Gibb came to international prominence in the late 1970s with six singles that reached the Top 10 in the United States, starting with "I Just Want to Be Your Everything" (1977), followed by three other top 20 singles. Gibb's success was brief due to drug addiction and depression. He died five days after his 30th birthday[3] while attempting a comeback.
Andrew Roy Gibb was born on 5 March 1958 at Stretford Memorial Hospital in Manchester.[4] He was the youngest of five children born to Barbara and Hugh Gibb. His mother was of Irish and English descent and his father was of Scottish and Irish descent.[5] He had four siblings: his sister Lesley, and three brothers, Barry and fraternal twins Robin and Maurice.
At the age of six months, Andy Gibb emigrated with his family to Queensland, Australia, settling on Cribb Island just north of Brisbane. After moving several times between Brisbane and Sydney, Andy returned to the United Kingdom in January 1967 as his three older brothers began to gain international fame as the Bee Gees.
In his childhood, his mother Barbara described Andy as "A little devil, a little monster. I'd send him off to school, but he'd sneak off to the stable and sleep with his two horses all day. He'd wander back home around lunchtime smelling of horse manure, yet he'd swear he had been at school. Oh, he was a little monkey!"[6]
Producer and film director Tom Kennedy described Andy's personality in his childhood:
Andy was always around—he was this cheeky little lad, Hugh and Barbara doted on him, so he would have a limo to go around London with his pals and twenty quid to go to the cinema. It was unheard of in those days! But he was just a cheeky little lad with a heart of gold. He used to try to get me to buy him beer when he was underage—he would only have been about 11 or 12.[6]
He quit school at the age of 13, and with an acoustic guitar given to him by his older brother Barry, he began playing at tourist clubs around Ibiza, Spain (when his parents moved there),[7] and later in the Isle of Man, his brothers' birthplace, where his parents were living at the time.

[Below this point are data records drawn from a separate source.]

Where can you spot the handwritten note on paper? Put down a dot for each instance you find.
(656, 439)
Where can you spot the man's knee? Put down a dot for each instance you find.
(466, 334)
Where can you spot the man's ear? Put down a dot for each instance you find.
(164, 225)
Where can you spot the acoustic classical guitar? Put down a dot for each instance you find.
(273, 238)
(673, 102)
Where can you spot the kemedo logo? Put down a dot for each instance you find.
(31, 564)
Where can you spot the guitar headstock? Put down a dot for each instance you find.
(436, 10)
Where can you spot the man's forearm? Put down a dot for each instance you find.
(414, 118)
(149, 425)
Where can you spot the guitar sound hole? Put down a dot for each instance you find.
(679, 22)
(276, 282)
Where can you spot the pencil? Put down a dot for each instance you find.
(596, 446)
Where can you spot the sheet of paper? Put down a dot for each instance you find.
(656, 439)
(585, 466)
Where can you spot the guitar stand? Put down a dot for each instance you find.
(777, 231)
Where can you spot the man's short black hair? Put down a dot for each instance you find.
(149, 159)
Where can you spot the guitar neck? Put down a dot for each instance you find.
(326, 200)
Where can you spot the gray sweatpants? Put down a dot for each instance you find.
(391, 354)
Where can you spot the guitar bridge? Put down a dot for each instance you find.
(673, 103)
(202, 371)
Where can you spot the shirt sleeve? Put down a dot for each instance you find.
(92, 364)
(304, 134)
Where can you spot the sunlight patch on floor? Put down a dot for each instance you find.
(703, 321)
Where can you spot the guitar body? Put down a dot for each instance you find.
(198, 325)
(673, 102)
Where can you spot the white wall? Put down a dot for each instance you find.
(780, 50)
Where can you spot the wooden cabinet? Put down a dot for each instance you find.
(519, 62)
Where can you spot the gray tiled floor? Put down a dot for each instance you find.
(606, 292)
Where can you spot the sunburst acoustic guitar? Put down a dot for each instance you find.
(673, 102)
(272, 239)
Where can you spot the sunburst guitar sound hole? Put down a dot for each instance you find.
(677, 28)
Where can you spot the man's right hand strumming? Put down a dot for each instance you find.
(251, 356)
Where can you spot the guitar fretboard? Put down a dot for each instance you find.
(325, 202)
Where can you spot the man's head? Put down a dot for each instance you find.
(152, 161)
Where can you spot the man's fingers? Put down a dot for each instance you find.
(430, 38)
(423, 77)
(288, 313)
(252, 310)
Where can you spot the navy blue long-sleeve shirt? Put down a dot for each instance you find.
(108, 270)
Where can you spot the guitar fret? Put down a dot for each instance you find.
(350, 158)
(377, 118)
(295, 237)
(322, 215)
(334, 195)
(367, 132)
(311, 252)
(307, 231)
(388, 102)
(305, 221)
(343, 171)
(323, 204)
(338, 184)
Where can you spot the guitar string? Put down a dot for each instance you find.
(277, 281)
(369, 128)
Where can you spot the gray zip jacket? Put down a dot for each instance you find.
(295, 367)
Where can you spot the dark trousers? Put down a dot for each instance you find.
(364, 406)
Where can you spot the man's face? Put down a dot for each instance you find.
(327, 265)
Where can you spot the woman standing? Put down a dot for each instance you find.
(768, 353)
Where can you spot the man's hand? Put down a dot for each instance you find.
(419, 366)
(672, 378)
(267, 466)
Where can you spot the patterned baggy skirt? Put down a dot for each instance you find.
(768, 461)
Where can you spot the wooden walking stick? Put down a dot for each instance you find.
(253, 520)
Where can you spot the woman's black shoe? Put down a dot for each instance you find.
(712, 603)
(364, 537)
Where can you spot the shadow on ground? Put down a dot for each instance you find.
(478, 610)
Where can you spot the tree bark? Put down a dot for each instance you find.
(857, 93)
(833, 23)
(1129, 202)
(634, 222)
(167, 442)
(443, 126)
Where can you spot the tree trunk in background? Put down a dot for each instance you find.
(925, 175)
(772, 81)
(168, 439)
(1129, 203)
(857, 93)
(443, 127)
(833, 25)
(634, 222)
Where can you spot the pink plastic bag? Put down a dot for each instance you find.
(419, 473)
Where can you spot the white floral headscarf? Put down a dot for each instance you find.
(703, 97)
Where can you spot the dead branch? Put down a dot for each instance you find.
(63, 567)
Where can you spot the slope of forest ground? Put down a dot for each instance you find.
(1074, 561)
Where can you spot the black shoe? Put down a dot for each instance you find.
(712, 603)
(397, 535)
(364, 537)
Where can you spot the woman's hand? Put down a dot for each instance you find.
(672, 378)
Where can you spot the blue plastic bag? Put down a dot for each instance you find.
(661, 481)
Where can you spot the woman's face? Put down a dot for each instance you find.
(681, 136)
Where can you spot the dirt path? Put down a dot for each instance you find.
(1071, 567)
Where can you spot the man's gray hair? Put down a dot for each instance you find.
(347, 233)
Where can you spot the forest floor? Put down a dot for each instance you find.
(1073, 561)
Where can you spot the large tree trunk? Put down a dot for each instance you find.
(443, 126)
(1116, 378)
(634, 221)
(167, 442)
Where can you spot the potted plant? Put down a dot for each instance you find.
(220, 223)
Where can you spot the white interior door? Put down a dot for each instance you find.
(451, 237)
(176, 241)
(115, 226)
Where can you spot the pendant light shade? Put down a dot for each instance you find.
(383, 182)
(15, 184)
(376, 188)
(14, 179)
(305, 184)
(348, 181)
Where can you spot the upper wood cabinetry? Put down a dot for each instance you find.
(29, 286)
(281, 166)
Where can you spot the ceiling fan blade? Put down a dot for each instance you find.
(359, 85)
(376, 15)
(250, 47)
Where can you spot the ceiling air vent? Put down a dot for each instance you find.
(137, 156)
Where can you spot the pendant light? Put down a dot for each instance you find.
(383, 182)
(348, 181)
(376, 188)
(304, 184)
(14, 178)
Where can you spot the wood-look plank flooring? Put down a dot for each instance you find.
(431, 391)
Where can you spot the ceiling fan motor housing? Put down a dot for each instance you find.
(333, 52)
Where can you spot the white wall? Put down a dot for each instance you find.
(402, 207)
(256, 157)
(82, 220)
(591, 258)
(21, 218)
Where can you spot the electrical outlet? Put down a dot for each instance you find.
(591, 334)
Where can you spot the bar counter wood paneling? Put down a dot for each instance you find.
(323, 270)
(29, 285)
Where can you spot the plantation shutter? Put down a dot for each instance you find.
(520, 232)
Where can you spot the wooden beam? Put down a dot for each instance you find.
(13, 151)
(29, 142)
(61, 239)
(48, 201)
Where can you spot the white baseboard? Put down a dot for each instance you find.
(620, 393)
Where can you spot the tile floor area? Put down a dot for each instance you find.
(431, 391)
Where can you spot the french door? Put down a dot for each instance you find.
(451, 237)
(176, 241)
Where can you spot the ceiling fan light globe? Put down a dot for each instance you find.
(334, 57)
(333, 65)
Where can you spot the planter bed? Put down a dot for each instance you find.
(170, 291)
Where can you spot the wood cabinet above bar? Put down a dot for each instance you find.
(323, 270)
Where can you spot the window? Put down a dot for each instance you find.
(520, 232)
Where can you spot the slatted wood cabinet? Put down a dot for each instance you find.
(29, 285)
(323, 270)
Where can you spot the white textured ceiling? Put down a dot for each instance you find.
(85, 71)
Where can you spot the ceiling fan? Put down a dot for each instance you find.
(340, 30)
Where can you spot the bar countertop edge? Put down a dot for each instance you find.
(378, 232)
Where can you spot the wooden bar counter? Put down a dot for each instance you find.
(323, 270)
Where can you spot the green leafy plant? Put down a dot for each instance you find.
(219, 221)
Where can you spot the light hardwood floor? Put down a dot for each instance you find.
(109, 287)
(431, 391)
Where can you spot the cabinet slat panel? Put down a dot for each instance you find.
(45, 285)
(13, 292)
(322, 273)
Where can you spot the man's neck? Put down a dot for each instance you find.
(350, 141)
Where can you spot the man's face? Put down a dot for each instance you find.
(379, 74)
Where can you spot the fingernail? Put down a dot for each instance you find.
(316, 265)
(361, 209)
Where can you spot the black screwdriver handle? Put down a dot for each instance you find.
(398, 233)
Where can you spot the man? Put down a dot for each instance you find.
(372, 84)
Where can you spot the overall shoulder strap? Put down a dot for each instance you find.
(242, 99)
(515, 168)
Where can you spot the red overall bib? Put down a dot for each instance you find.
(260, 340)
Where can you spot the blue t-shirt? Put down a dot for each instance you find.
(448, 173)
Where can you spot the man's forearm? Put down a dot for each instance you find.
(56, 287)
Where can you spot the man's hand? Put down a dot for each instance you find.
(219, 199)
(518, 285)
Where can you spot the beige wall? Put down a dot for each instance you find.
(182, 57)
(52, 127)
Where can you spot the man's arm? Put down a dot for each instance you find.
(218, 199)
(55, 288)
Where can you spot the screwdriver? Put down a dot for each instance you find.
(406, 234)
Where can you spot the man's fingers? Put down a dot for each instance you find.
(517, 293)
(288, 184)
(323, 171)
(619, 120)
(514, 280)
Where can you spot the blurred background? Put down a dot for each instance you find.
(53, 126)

In June 1974, Gibb formed his first group, Melody Fayre (named after a Bee Gees song), which included Isle of Man musicians John Alderson on guitar and John Stringer on drums. The group was managed by Andy's mother, Barbara, and had regular bookings on the small island's hotel circuit. Gibb's first recording, in August 1973, was a Maurice Gibb composition, "My Father Was a Rebel", which Maurice also produced and played on. It was not released. Another track on the session performed by him was "Windows of My World" co-written by him with Maurice.[1]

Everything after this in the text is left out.